In a previous study, the VP1 protein of DHAV-1 has been shown to elicit neutralizing antibodies that may interfere with receptor-binding [1]. We therefore aimed to evaluate the protective efficacy of DHAV-3 VP1 in ducklings. In addition to expressing the full VP1 recombinantly in Escherichia coli as the antigen, we also expressed a shorter recombinant protein containing only the C-terminal portion (residues 149 to 218) of VP1, termed VP1-C. The shorter VP1-C may allow better protein-folding and also contains the antigenically important, surface-exposed C-terminus. Furthermore, since purified protein antigens usually do not elicit a strong immune response, we evaluated the benefit of adding a biological adjuvant, flagellin. Flagellin is a pathogen-associated molecular pattern that activates Toll-like receptor 5, leading to inflammatory immune response and adaptive immunity [28,29]. In our previous work, the N-terminus of flagellin, termed nFliC, was shown to be sufficient for adjuvancy [28]. Therefore, nFliC was employed as an adjuvant in this study.
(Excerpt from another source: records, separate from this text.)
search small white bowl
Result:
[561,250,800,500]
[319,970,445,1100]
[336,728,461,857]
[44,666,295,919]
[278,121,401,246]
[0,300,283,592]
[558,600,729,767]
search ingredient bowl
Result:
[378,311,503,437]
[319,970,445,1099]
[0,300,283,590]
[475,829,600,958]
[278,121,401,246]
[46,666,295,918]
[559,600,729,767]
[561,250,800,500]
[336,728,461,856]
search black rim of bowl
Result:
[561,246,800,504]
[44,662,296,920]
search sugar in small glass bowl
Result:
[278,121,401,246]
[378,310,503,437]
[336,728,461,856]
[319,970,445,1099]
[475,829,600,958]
Overall, this study aimed to evaluate the protective efficacy of DHAV-3 VP1 and VP1-C when adjuvanted with nFliC. Ducklings were immunized once with formulated vaccines for immune response analysis and challenge test.
2. Materials and Methods
2.1. DHAV-3 Virus Culture
A field strain of DHAV, named NT01 (OK631673), was isolated from a duck farm in Ninh Thuan province and confirmed to be DHAV-3 using primers for the VP1 gene (Table 1). Briefly, liver samples were collected from ducklings showing opisthotonus posture and homogenized by grinding through a mesh in 0.9% saline. Samples were filtered through 0.2 µm Millex-FG syringe filters (Merk KGaA, Darmstadt, Germany) and the filtrates were stored at −80 °C as stock samples. The virus was propagated successfully, with visible cytopathic effect (Figure S3 in Supplementary Materials), in the Leghorn Male Hepatoma cell line (ATCC ® CRL-2118TM) at 37 °C, 5% CO2, in Waymouth’s Medium (Gibco Invitrogen, Carlsbad, CA, USA) supplemented with 10% FBS (Fetal Bovine Serum, Gibco Invitrogen, Carlsbad, CA, USA). Virus presence in the cell culture (Figure S4 in Supplementary Materials) was reconfirmed with reverse transcription quantitative PCR using primers qVP1-F and qVP1-R (Table 1) designed based on the VP1 gene, indirect immunofluorescence antibody (IFA), as well as independent challenge tests (Figures S3–S5 in Supplementary Materials). TCID50 of the cultured virus was determined by end-point dilution assay and reached 104.68.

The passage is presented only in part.